Suppose I have data which looks like this:
dat <- data.frame(t = c(rep(0,30), rep(5,30), rep(10,30), rep(15,30), rep(20,30)), y = c(rnorm(30, 5, .5), rnorm(30, 4, .5), rnorm(30, 3, .5), rnorm(30, 2, .5), rnorm(30, 1, .5)))
Which has a sequence of treatments which have a set order (e.g. lab rats exposed to the same chemical at different concentrations or long-distance runners placed in hyperbaric chambers for increasing periods of time). What is the best way to determine whether there is a linear relationship or a step change at a critical point as there is in this second dataset?
dat2 <- dat change <- which(dat2$t %in% 10) dat2$y[change] <- dat2$y[change] + 1 change <- which(dat2$t %in% 15) dat2$y[change] <- dat2$y[change] - 1
How can you tell when the step change is significant with enough confidence to say one way or the other? Or at least put a probability on the two possibilities.
Ideally I'd like only these two possibilities to be possible so that if something else with obvious outliers appeared in the data like this:
dat3 <- dat change <- which(dat3$t %in% 0) dat3$y[change] <- dat3$y[change] - 3
the obvious linear relationship would continue to be detected.

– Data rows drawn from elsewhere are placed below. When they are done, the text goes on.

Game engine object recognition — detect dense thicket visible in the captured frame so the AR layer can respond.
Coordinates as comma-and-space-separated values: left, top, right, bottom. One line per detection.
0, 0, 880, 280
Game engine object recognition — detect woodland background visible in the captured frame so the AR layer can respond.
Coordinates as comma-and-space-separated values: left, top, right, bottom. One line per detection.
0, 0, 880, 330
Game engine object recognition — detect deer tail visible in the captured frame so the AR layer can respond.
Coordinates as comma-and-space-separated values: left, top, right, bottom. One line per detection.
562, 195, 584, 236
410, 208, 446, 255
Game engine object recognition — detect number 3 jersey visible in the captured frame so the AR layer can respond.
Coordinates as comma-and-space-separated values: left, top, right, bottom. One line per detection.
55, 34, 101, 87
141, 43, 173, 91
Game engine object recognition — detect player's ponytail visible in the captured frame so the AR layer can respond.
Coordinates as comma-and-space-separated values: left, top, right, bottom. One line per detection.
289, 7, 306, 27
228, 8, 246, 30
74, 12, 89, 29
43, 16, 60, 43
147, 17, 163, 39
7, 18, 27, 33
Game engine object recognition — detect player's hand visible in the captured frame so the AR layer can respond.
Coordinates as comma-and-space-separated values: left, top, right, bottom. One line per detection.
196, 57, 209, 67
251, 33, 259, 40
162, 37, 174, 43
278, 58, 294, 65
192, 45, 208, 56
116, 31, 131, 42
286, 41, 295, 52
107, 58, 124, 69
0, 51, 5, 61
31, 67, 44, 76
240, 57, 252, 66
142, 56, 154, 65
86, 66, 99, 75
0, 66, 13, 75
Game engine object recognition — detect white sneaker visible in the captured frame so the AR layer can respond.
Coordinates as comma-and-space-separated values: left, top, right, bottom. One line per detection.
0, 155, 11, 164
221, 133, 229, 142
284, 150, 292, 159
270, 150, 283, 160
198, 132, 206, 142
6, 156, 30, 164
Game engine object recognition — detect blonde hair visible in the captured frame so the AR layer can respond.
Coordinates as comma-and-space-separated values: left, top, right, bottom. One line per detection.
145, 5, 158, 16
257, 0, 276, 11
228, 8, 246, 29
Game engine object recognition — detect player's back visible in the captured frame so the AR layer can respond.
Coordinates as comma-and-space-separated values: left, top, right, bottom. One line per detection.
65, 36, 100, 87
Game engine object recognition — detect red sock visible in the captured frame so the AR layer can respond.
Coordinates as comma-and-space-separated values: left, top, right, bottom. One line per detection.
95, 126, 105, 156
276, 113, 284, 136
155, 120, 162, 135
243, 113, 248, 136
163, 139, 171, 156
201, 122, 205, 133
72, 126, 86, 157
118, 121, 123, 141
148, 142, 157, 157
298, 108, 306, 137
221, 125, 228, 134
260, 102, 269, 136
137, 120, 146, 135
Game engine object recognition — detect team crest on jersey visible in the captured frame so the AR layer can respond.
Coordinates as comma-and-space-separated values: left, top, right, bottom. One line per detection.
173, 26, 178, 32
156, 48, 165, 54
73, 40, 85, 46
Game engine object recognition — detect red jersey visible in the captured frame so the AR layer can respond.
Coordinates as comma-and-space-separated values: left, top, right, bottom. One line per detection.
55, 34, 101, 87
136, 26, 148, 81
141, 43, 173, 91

I have seen this question and note that changepoint analysis is probably not appropriate as there are multiple data points per treatment and not many treatments compared to a time series. I guess straightforward ANOVA or regression could be applied to identify a difference but I don't think it would identify a single step change. Although i'm happy to be proved wrong.